Normes et règles essentielles pour la sécurité des robots
Les robots sont incroyablement polyvalents et offrent des solutions d'automatisation économiques. Cependant, ils peuvent aussi s'avérer assez dangereux.
Les robots de grande taille et à grande vitesse peuvent causer des blessures très graves par écrasement ou choc. C’est pourquoi la sécurité des robots a fait l’objet d’une normalisation internationale dans les normes (FR) ISO 10218-1 et -2, et aux États-Unis dans la norme ANSI/RIA R15.06, qui est pratiquement identique. Par ailleurs, une norme relative aux robots mobiles a été publiée sous la référence ANSI/RIA R15.08. Certaines règles de sécurité essentielles sont présentées ci-dessous.
La sécurité des robots repose sur trois éléments :
- Empêcher l’accès des personnes.
- Limiter les mouvements du robot.
- Rendre le contact physique sûr.
Le troisième élément, à savoir rendre le contact physique sûr, est un concept relativement nouveau, souvent appelé « fonctionnement collaboratif des robots ». Il s’agit d’un système robotique spécialement conçu permettant à un opérateur et à un robot de travailler dans un même espace de travail ou dans des espaces de travail qui se chevauchent. Il convient tout d’abord de planifier l’espace de travail collaboratif ainsi que l’interaction souhaitée entre l’humain et le robot. Ensuite, les risques sont identifiés et des mesures de sécurité appropriées sont mises en œuvre.

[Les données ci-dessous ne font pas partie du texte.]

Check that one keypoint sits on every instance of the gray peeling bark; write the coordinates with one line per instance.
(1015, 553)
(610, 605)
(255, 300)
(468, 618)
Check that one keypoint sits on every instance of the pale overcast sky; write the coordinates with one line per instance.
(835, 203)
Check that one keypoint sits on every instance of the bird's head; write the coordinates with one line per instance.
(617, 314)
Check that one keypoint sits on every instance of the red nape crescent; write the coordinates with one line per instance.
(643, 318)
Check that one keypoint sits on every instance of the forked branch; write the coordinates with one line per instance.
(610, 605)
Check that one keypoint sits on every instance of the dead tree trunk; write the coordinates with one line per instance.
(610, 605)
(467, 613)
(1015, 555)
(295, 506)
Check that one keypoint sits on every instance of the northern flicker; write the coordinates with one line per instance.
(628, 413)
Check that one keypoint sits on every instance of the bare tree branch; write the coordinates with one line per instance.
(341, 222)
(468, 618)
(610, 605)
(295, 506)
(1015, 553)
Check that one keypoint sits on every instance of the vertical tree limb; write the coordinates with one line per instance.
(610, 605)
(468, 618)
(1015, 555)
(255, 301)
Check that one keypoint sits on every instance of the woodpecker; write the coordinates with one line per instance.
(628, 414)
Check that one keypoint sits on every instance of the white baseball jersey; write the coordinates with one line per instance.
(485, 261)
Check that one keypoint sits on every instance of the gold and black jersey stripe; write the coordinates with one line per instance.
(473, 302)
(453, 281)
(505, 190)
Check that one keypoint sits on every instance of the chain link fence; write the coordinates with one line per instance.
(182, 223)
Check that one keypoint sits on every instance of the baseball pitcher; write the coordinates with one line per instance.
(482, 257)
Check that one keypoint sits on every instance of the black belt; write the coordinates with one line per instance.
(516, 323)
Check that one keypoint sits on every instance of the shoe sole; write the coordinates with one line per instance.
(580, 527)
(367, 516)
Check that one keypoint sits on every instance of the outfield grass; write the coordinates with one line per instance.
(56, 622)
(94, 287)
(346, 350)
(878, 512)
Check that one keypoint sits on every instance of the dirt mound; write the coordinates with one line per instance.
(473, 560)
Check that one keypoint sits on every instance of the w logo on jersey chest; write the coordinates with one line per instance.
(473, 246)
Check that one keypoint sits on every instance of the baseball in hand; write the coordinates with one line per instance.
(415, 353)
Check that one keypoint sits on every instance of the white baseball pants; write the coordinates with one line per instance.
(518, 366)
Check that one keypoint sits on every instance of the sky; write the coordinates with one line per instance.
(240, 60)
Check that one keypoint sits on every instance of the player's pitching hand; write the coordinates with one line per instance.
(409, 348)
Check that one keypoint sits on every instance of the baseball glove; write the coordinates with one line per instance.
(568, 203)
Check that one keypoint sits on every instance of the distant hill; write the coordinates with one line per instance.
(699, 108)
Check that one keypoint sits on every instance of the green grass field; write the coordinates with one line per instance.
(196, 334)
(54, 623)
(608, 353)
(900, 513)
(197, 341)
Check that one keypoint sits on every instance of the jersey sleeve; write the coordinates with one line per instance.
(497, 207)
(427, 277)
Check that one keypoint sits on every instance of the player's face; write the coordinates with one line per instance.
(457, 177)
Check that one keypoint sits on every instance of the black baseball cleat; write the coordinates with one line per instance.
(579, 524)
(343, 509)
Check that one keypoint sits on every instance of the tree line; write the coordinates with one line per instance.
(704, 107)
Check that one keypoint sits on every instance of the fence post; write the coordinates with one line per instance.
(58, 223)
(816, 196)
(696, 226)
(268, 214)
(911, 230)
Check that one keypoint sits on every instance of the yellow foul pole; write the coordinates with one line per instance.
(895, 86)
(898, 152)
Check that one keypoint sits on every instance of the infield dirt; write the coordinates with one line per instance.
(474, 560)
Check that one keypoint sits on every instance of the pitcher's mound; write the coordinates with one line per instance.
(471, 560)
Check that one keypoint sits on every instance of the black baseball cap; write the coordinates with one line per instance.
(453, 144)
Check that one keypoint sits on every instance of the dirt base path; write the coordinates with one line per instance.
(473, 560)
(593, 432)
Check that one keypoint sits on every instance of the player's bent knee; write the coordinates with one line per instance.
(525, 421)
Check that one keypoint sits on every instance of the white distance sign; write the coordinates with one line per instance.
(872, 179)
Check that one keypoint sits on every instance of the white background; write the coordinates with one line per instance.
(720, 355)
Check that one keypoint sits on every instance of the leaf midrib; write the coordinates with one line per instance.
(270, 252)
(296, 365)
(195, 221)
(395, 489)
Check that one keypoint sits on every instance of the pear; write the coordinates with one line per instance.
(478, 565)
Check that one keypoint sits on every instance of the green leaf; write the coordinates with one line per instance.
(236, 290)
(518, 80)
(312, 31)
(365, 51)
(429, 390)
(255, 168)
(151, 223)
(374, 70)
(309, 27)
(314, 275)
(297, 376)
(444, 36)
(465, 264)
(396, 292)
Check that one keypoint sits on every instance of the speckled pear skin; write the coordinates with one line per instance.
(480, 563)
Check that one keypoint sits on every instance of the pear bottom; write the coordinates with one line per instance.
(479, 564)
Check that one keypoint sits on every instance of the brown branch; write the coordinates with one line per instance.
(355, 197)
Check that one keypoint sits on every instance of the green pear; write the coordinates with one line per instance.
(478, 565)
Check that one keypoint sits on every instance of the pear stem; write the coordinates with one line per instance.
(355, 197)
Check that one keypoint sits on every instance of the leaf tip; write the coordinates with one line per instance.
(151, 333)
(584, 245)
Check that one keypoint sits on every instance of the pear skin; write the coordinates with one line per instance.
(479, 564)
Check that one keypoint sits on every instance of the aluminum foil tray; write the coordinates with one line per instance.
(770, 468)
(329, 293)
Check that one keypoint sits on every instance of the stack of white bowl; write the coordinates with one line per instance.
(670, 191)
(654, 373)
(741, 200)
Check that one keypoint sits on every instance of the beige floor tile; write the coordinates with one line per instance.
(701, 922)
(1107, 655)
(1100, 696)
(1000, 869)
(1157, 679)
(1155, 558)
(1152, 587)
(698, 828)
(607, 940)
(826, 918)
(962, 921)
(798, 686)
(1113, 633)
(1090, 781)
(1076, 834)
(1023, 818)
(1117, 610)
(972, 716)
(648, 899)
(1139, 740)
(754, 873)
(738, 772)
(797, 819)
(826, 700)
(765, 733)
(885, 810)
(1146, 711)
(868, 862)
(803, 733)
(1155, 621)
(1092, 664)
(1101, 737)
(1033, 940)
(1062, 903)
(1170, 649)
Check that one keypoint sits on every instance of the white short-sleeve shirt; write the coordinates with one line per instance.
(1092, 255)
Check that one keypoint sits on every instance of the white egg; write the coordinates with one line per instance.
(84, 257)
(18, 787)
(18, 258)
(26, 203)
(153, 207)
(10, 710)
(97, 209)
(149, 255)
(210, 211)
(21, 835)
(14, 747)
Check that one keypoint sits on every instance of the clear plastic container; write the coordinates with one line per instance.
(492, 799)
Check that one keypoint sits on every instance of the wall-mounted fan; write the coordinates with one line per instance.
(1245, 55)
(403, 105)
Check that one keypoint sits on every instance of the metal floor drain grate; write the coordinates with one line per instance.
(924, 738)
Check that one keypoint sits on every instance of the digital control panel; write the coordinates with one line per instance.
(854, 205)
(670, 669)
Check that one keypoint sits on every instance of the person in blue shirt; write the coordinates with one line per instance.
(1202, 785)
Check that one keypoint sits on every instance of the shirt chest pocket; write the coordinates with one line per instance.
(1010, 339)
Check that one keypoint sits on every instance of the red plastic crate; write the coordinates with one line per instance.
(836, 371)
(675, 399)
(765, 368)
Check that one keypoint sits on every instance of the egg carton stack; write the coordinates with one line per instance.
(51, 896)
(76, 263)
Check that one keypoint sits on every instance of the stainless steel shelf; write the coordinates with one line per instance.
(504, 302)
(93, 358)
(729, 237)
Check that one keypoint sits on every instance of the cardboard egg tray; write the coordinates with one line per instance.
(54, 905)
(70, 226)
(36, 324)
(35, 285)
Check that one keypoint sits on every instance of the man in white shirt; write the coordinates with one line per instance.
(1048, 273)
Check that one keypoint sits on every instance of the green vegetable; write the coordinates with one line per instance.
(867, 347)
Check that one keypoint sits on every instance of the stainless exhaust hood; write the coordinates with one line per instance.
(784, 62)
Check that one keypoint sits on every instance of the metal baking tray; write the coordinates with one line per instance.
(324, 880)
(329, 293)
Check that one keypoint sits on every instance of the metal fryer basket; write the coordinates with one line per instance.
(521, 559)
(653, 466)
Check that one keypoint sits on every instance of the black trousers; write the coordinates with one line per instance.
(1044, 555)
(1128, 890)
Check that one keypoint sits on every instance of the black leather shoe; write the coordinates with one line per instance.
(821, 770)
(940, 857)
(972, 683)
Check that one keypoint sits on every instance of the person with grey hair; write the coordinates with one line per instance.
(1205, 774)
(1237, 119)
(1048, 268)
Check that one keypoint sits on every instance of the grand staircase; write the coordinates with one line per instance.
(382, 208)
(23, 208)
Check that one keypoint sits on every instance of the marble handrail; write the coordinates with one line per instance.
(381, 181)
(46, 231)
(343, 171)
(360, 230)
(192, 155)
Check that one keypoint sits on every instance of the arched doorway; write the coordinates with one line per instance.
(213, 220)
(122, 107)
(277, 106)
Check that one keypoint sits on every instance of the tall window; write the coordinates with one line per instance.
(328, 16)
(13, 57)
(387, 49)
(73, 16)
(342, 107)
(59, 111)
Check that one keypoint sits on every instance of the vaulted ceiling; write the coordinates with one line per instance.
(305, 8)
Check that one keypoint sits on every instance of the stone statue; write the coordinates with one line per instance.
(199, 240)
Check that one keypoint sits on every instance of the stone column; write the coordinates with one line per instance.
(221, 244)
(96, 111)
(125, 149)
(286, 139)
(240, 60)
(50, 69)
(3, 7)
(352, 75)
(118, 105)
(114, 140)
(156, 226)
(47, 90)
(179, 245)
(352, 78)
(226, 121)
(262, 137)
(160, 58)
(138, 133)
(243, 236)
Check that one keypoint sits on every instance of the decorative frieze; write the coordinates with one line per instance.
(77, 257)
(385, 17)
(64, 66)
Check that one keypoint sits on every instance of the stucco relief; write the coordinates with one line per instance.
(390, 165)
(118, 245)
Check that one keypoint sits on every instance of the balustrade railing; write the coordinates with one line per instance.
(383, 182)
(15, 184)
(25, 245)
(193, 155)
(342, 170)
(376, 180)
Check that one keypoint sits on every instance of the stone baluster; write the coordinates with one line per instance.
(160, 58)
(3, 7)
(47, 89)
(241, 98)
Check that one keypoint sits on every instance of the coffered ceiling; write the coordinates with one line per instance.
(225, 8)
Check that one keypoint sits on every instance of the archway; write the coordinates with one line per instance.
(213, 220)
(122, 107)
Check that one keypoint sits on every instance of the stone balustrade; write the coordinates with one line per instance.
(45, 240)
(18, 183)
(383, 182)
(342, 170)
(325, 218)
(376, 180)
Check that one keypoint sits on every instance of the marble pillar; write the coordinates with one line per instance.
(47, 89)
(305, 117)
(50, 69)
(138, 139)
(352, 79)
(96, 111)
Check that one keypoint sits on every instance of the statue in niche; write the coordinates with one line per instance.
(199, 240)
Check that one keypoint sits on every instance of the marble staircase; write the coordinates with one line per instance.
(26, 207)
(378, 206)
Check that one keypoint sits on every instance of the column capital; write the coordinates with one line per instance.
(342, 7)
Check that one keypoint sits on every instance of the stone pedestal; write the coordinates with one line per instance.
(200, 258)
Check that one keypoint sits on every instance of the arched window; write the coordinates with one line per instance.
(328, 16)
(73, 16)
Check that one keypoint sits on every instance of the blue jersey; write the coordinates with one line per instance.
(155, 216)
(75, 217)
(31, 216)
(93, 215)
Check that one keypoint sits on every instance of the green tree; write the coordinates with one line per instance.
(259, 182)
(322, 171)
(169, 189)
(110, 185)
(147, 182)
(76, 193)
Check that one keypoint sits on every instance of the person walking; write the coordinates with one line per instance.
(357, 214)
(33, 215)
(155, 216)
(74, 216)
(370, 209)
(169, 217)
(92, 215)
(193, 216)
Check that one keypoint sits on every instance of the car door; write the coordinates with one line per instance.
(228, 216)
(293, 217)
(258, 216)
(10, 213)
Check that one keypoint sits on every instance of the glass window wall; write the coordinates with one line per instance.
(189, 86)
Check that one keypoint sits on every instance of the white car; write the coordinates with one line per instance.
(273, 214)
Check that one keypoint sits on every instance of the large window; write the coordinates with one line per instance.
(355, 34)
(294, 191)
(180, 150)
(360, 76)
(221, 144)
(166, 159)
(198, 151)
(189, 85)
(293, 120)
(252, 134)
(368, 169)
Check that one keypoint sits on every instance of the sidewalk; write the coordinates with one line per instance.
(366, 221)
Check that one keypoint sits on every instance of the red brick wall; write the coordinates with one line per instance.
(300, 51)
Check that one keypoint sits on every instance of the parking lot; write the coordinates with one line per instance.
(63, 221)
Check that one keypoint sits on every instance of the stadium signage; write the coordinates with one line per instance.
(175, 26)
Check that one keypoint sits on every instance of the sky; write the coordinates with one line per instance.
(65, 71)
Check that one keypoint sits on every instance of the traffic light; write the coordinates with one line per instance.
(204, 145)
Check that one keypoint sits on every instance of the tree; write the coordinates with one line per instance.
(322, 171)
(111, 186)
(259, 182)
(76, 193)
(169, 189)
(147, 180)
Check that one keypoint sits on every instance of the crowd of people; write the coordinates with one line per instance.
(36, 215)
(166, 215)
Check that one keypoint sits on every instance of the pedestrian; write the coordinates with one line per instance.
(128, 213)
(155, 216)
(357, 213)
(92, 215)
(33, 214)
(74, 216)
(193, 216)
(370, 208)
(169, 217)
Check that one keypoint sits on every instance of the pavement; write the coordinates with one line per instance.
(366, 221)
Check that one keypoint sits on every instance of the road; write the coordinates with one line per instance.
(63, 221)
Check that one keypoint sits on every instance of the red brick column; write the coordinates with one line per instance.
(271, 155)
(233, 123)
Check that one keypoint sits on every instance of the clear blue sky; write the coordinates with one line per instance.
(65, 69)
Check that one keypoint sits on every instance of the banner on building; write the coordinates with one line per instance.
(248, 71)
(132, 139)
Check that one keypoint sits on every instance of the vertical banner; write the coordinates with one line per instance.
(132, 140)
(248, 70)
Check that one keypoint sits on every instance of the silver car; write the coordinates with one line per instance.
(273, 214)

Qu'est-ce qu'une “application de robot collaboratif” ?
Depuis quelques années, un grand enthousiasme s'est répandu dans l'industrie autour des "cobots", un terme abrégé de "robot collaboratif". Il est intéressant de noter que le terme n'a jamais été accueilli par les fabricants de robots, ni n'est jamais apparu dans les normes de sécurité.
Le terme « cobot » est souvent associé à l’idée erronée selon laquelle il existerait un type de robot capable de fonctionner en toute sécurité dans pratiquement n’importe quelle application sans mesures supplémentaires. Or, de tels robots n’existent pas dans la réalité.
Pour lutter contre cette idée fausse, les toutes nouvelles versions des normes internationales de sécurité des robots (EN) ISO 10218-1 et -2 parlent d’« application collaborative », montrant ainsi qu’il ne s’agit pas simplement d’un type particulier de robot. Ces normes introduisent également un système de classification des robots ainsi que des exigences détaillées en matière d’évaluation des risques et de mesures de sécurité à mettre en œuvre dans les applications collaboratives.
Dans une application collaborative, un robot peut interagir directement avec les opérateurs. Cela peut impliquer un contact physique au cours duquel le robot pourrait pincer, bousculer ou heurter l’opérateur. Pour garantir que cela n’entraîne pas de blessure, la vitesse de déplacement et la force du robot doivent être réduites.
(EN) ISO 10218-2:2025 inclut désormais une description de ce que l’on appelle le « modèle corporel ». Elle définit des valeurs limites de force par centimètre carré et des valeurs limites d’énergie en joules pour différentes parties du corps. Des valeurs très faibles s’appliquent à la région de la tête : les yeux, les oreilles, le visage, le cou et les tempes sont en effet très sensibles aux chocs.
Malgré la force, la vitesse et les énergies d’impact limitées exercées, l’outil en bout de bras, les pièces à usiner et le type d’interaction doivent être analysés afin de créer une application véritablement sûre.

Classes de robot
Les robots industriels sont catégorisés en deux groupes, classe I et II. Les robots industriels de classe I ont une faible capacité de charge, se déplacent relativement lentement et exercent peu de force en cas d'impact. Cela les rend adaptés à une utilisation directe autour des personnes.
Les robots de classe I doivent respecter des limites strictes concernant le poids, la force et la vitesse maximale. S'ils le font, les fonctions de sécurité de leur système de contrôle doivent atteindre un niveau de fiabilité de PLr = b ou SIL 1 seulement, contrairement à PLr = d ou SIL 2 pour les robots de classe II.
La faible force et la vitesse permettent un contact direct entre le robot et les personnes. Le contact “transitoire” et “quasi-statique” peut causer de la douleur mais pas de blessures aux opérateurs.
Mais la force et la vitesse ne sont pas les seuls facteurs déterminant le risque. L'“effecteur terminal” ou outil de bout de bras joue un rôle vital. Il pourrait être pointu, tranchant ou chaud. Les applicateurs pourraient pulvériser, appliquer ou injecter des matériaux toxiques.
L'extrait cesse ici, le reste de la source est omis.